Liability for Things (Article 1242(1))
The landmark arrêt Jand’heur (Chambres réunies, 13 February 1930) established that the person having custody (garde) of a thing is strictly liable for damage caused by it, regardless of fault. The gardien is the person who exercises use, direction, and control (usage, direction et contrôle) over the thing. Liability applies to all things, whether dangerous or innocuous, movable or immovable. The gardien may be exonerated only by proving force majeure, an act of a third party constituting an unforeseeable and irresistible event, or the victim’s fault.
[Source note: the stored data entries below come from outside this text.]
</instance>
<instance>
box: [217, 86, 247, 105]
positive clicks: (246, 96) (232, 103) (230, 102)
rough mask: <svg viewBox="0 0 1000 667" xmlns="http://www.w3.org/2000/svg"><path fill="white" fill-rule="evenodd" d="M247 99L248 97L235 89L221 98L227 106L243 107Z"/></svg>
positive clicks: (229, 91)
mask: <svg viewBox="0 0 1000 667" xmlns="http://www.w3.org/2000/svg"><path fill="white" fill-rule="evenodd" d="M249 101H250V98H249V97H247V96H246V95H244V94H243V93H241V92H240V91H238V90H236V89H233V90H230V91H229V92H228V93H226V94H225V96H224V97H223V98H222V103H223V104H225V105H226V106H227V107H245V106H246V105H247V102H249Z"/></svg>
The concept of garde de la structure and garde du comportement divides custody where a product has been put into circulation: the manufacturer retains custody of the structure (internal composition), while the user has custody of the behaviour (operation).
Product Liability
Articles 1245–1245-17 CC implement the EU Product Liability Directive 85/374/EEC, replacing earlier judge-made liability based on Article 1242(1). Liability is strict for damage caused by a defective product. A product is defective when it does not provide the safety a person is entitled to expect. The manufacturer and importer are liable. Defences include the development risks defence (Article 1245-10) and compliance with mandatory regulations. The provisions are exclusive in the field of product liability (Article 1245-17), precluding concurrent claims based on other provisions.
Contractual and Tortious Liability
French law maintains the rule of non-cumul des responsabilités (non-cumul): a claimant cannot sue in tort where the parties are in a contractual relationship and the damage arises from non-performance of the contract. The rule prevents circumvention of contractual limitations and preserves the coherence of the law of obligations. Tort liability applies only in the absence of a valid contract between the parties or where the damage affects an interest independent of the contract (the option de responsabilité is excluded). The arrêt Besse (2005) confirmed that a third party to a contract may sue in tort for damage caused by non-performance without the limitation of the non-cumul rule.
Damages and Insurance
The principle of réparation intégrale governs all awards. Bodily injury is compensated through an itemised system of postes de préjudice, including temporary and permanent functional deficits, pain and suffering, aesthetic harm, loss of sexual function, and loss of amenities. Economic loss is compensated as actual loss (perte de revenus) and future loss (incidence professionnelle). Moral damage is compensated according to the circumstances.
Insurance plays a central role in French tort law. Compulsory motor vehicle liability insurance (loi Badinter of 5 July 1985) provides a compensation scheme for road traffic accidents, favouring victims with limited defences. The Fonds de Garantie des Victimes ensures compensation where the tortfeasor is unidentified or uninsured. Professional liability insurance is mandatory in many sectors.